The full turn: the model is an API call
Last part I ended on the question: do I need my own GPU at all? Here's the answer — and it turned the whole architecture around.
I spent a week picking hardware for the model. But the model is a commodity — you can call it over an API for kopecks. Why buy a GPU to run something that's already available?
So the architecture settled into two circuits.
→ Public — the showcase and the trial. Here the model is a call to someone else's API (a Russian one, in the Russian circuit, 152-ФЗ-compliant), and my trust layer runs on top: the same corpus, retrieval, clause-level citations, honest refusal. No GPU needed at all — the public circuit runs on a plain CPU.
→ Sovereign — for the client who must keep everything inside their own circuit: law, medicine, state data. Here the model runs on iron on-site, without a single external call. And the card is bought by whoever actually needs it — when the contract is signed.
One question remained: would someone else's model hold my "cite-or-refuse" discipline? I ran Russian models through my own bench.
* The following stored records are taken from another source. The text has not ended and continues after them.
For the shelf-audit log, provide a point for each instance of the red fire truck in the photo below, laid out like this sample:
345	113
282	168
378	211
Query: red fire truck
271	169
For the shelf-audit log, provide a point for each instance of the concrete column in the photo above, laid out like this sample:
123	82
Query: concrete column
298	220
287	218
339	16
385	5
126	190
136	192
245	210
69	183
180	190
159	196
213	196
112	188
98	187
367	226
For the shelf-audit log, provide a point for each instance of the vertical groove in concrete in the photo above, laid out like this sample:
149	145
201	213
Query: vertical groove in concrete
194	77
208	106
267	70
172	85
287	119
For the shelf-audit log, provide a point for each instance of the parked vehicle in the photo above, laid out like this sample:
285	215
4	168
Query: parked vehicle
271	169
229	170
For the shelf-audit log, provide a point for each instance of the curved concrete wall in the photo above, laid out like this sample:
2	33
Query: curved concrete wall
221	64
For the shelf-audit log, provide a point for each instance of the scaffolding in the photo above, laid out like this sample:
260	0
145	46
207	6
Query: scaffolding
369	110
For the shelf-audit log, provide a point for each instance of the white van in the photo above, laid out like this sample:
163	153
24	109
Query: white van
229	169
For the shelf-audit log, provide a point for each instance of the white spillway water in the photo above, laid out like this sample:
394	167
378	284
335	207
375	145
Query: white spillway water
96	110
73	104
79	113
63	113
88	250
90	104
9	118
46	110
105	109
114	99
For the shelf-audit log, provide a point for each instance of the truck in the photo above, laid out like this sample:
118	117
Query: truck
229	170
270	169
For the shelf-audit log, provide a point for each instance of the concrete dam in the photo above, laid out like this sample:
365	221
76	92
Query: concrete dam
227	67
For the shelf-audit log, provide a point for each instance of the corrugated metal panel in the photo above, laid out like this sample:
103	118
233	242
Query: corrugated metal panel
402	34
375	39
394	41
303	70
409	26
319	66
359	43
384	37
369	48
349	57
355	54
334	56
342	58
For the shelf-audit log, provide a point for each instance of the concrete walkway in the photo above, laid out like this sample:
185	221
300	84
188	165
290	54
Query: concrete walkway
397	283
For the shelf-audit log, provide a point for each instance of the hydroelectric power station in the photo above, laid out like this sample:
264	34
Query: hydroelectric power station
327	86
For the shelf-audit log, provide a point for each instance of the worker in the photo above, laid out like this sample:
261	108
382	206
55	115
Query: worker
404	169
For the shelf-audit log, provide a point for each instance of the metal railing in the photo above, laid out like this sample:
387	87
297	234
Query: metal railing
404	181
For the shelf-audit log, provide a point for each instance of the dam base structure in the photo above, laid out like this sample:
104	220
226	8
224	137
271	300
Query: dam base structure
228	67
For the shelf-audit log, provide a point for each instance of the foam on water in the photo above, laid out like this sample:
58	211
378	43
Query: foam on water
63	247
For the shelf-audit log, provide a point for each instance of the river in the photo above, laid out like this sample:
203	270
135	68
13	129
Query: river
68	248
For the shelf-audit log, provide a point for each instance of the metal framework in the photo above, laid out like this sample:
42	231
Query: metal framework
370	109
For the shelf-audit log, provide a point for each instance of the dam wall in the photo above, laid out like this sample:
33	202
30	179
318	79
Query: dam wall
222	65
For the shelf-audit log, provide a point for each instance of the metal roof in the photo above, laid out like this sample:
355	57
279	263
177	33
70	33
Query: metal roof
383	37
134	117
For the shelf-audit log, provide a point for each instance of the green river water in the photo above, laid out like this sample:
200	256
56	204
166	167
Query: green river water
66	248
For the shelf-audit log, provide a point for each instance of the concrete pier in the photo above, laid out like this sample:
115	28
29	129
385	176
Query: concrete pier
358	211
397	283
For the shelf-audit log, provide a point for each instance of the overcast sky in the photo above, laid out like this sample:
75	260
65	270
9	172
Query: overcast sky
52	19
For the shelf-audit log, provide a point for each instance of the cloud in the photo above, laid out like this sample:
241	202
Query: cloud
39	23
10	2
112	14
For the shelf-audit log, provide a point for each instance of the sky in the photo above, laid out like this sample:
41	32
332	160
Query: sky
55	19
An inexpensive Russian model holds it: answers from the corpus, attaches the clause citation, stays honestly silent when there's no basis.
I also ran my own model, but through someone else's API instead of my own iron — same numbers. The delivery channel for the model doesn't affect quality. The layer on top does. Which was the point.
Same conclusion as the first part — now checked three ways: by benchmark, by hardware, and by price. The model is a commodity. So is the GPU. The advantage lives in the layer above them: the corpus, the verifiable citation, the honest refusal. That's what I'm building as the product. The GPU I'll buy when a client pays for it.